Any statements that express or involve discussions with respect to predictions, expectations, beliefs, plans, projections, objectives, assumptions or future events or performance (often, but not always, using words or phrases such as “expects” or “does not expect”, “is expected”, “anticipates” or “does not anticipate”, “plans”, “estimates” or “intends”, or stating that certain actions, events or results “may”, “could”, “would”, “might”, “should” or “will” be taken, occur or be achieved) are not statements of historical fact and may be forward-looking statements. Forward-looking statements are subject to a variety of known and unknown risks, uncertainties and other factors which could cause actual events or results to differ from those expressed or implied by the forward-looking statements, including, without limitation:

- risks related to our ability to continue as a going concern being in doubt;
- risks related to our history of losses;
- risks related to our outstanding gold forward sales contracts and notes;
- risks related to need to raise additional capital to fund our exploration and, if warranted, development and production programs;
- risks related to our property not having any proven or probable reserves;
- risk related to our limited history of commercial production;
- risk related to operating a mine;
- risk related to accurately forecasting production;
- risks related to our dependence on a single property – the Chandalar property;
- risks related to climate and location restricting our exploration and, if warranted, development and production activities;
- risks related to our mineralization estimates being based on limited drilling data;
- risks related to our exploration activities not being commercially successful;
- risks related to actual capital costs, production or economic return being different than projected;
- risk related to our joint venture arrangements;
- risks related to mineral exploration;
- risks related to increased costs;
- risks related to a shortage of equipment and supplies;
- risk related to fluctuations in gold prices;
- risks related to title to our properties being defective;
- risks related to title to our properties being subject to claims;
- risks related to estimates of mineralized material;
- risks related to government regulation;
- risks related to environmental laws and regulation;
- risks related to land reclamation requirements;
- risks related to future legislation regarding mining laws;
- risks related to future legislation regarding climate change;
- risks related to our lack of insurance coverage for all risks;
- risks related to competition in the mining industry;
- risks related to our dependence on key personnel;
- risks related to our executive offices not dedicating 100% of their time to our company;
- risks related to potential conflicts of interest with our directors and executive officers;
- risks related to market conditions; and
- risks related to our shares of common stock.

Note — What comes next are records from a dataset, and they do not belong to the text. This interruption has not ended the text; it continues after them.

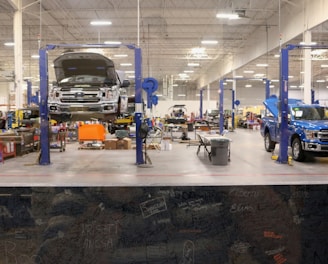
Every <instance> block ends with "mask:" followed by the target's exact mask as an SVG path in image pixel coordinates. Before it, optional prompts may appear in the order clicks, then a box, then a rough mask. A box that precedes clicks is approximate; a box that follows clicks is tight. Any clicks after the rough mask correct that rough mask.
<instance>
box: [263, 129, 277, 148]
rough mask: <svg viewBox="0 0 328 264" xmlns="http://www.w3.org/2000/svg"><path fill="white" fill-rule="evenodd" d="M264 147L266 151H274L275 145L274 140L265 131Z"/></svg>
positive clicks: (268, 133) (268, 134) (275, 142)
mask: <svg viewBox="0 0 328 264" xmlns="http://www.w3.org/2000/svg"><path fill="white" fill-rule="evenodd" d="M264 147H265V150H266V151H267V152H272V151H274V149H275V147H276V142H274V141H272V140H271V137H270V133H269V132H266V133H265V135H264Z"/></svg>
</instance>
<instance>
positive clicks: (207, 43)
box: [201, 40, 219, 45]
mask: <svg viewBox="0 0 328 264" xmlns="http://www.w3.org/2000/svg"><path fill="white" fill-rule="evenodd" d="M201 43H202V44H204V45H216V44H218V43H219V42H218V41H217V40H202V42H201Z"/></svg>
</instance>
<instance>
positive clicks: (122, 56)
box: [114, 54, 128, 58]
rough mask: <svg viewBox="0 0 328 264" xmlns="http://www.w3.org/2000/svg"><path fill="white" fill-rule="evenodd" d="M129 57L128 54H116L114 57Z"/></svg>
mask: <svg viewBox="0 0 328 264" xmlns="http://www.w3.org/2000/svg"><path fill="white" fill-rule="evenodd" d="M127 56H128V54H115V55H114V57H116V58H125V57H127Z"/></svg>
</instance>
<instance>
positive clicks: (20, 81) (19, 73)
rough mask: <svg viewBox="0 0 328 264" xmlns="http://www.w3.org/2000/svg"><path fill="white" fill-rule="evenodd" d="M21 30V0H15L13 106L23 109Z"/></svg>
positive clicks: (22, 45) (21, 42) (22, 67)
mask: <svg viewBox="0 0 328 264" xmlns="http://www.w3.org/2000/svg"><path fill="white" fill-rule="evenodd" d="M22 39H23V30H22V0H17V11H16V12H15V14H14V43H15V92H16V94H15V104H16V108H22V107H23V84H24V80H23V40H22Z"/></svg>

This list is not exhaustive of the factors that may affect our forward-looking statements. Some of the important risks and uncertainties that could affect forward-looking statements are discussed in the Company’s latest Annual Report on Form 10-K and Quarterly Report on Form 10-Q and other documents filed with the U.S. Securities and Exchange Commission. Should one or more of these risks or uncertainties materialize, or should underlying assumptions prove incorrect, actual results may vary materially from those anticipated, believed, estimated or expected. We caution readers not to place undue reliance on any such forward-looking statements, which speak only as of the date made. We disclaim any obligation subsequently to revise any forward-looking statements to reflect events or circumstances after the date of such statements or to reflect the occurrence of anticipated or unanticipated events, except as required by law.